AXE 2

 Perception, cognition, cerveau, et comportement

 Responsables: Thomas Deroche et Edith Filaire

L’objectif de cet axe est d’étudier, à travers une approche multidisciplinaire, quelles sont les réponses bio-psycho-sociales des personnes lorsqu’elles font face à des situations potentiellement menaçantes, ou lorsqu’elles s’engagent dans des interactions avec autrui, qu’il soit réel ou artificiel. Une attention particulière est portée à l’existence d’une variabilité interindividuelle dans ces réponses et à la définition de ses déterminants.

Ces enjeux participent à la Thématique n°3 (Interaction sociale et communication) de FéDeV.

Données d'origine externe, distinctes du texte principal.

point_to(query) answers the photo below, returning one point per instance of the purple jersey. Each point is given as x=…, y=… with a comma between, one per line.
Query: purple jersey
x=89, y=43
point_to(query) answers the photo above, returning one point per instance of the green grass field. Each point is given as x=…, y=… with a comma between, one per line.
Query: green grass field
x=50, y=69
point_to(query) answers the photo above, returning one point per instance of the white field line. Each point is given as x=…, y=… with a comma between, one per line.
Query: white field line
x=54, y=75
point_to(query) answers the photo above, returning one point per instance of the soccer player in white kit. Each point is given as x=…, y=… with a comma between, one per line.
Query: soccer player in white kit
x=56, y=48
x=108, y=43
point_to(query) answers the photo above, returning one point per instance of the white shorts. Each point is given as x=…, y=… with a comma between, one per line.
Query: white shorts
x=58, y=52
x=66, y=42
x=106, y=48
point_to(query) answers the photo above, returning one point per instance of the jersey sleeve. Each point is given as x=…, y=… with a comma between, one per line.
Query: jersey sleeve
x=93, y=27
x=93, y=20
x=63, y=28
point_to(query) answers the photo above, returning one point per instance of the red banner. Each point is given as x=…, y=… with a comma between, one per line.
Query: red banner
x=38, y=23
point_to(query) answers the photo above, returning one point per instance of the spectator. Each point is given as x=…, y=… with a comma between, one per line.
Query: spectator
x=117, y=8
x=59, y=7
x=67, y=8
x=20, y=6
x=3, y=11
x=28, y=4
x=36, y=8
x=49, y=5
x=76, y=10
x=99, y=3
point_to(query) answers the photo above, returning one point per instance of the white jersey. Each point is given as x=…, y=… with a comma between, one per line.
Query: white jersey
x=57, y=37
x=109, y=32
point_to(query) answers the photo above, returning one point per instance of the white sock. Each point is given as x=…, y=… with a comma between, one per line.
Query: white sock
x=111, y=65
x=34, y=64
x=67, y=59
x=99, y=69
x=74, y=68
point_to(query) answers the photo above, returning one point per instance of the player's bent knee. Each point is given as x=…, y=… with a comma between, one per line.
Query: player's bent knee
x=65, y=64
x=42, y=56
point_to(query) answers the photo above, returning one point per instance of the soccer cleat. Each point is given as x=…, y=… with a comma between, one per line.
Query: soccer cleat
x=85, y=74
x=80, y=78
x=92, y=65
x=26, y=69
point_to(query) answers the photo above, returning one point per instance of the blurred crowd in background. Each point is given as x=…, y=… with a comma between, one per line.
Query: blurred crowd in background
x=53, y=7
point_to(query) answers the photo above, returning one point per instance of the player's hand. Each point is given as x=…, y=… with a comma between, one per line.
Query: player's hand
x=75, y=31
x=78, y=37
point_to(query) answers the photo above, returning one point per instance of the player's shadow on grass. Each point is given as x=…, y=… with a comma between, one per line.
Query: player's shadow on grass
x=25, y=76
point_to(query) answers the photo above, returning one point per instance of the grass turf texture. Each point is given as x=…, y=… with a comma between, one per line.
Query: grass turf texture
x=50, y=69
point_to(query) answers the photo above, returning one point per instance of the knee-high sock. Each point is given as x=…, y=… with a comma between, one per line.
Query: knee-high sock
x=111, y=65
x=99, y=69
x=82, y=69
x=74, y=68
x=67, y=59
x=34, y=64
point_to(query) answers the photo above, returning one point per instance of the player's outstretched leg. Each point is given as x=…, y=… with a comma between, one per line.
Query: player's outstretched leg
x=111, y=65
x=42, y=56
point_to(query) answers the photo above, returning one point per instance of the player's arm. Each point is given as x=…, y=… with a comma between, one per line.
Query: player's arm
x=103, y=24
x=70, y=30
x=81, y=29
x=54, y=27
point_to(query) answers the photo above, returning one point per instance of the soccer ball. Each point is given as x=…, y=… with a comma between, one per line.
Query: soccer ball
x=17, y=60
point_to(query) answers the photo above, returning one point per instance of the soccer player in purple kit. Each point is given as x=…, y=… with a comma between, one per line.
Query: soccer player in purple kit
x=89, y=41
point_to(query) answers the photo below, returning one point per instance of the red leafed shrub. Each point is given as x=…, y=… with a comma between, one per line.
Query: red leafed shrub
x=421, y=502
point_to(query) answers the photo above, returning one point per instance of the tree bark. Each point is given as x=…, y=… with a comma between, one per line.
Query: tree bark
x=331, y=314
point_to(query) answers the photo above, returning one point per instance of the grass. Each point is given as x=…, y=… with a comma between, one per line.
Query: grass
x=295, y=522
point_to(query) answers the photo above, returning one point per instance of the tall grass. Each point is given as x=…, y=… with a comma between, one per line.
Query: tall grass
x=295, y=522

 2.1. Détection du stress et stratégies d'adaptation émotionnelle

Les déterminants de l’adaptation émotionnelle à des situations stressantes (contexte de performance, conditions extrêmes) ont fait l’objet d’une étude multidisciplinaire dans le cadre du projet ANR COMPARSE, coordonné par le CIAMS. Une tâche de prise de parole en public adaptée du  « Trier Social Stress Test »  nous a permis de distinguer des profils psychologiques favorables à la performance (extraversion, affect positif, évaluation de la situation comme un challenge, coping fonctionnel) des profils défavorables (névrosisme, alexithymie, état et trait d’anxiété, affect négatif, évaluation comme une menace et coping dysfonctionnel) (Hua et al. sous presse). Par ailleurs, les résultats entre la performance objective et les mesures multidisciplinaires du stress (physiologie, voix, posture, mouvements) mettent en évidence une association négative entre le ratio cortisol/DHEA et la performance objective, en lien avec un coping dysfonctionnel et des états émotionnels négatifs (Hua et al., 2014).

En collaboration avec IBM (thèse Cifre et d’un post-doc) et avec le LIMSI (réalité virtuelle), nous travaillons actuellement à la création d’un programme de prévention du stress en fonction de profils spécifiques (profils de personnalité, sensibilité émotionnelle) et de typologie de stress. Deux études sont en cours (IBM France, Doctorants Paris-Saclay).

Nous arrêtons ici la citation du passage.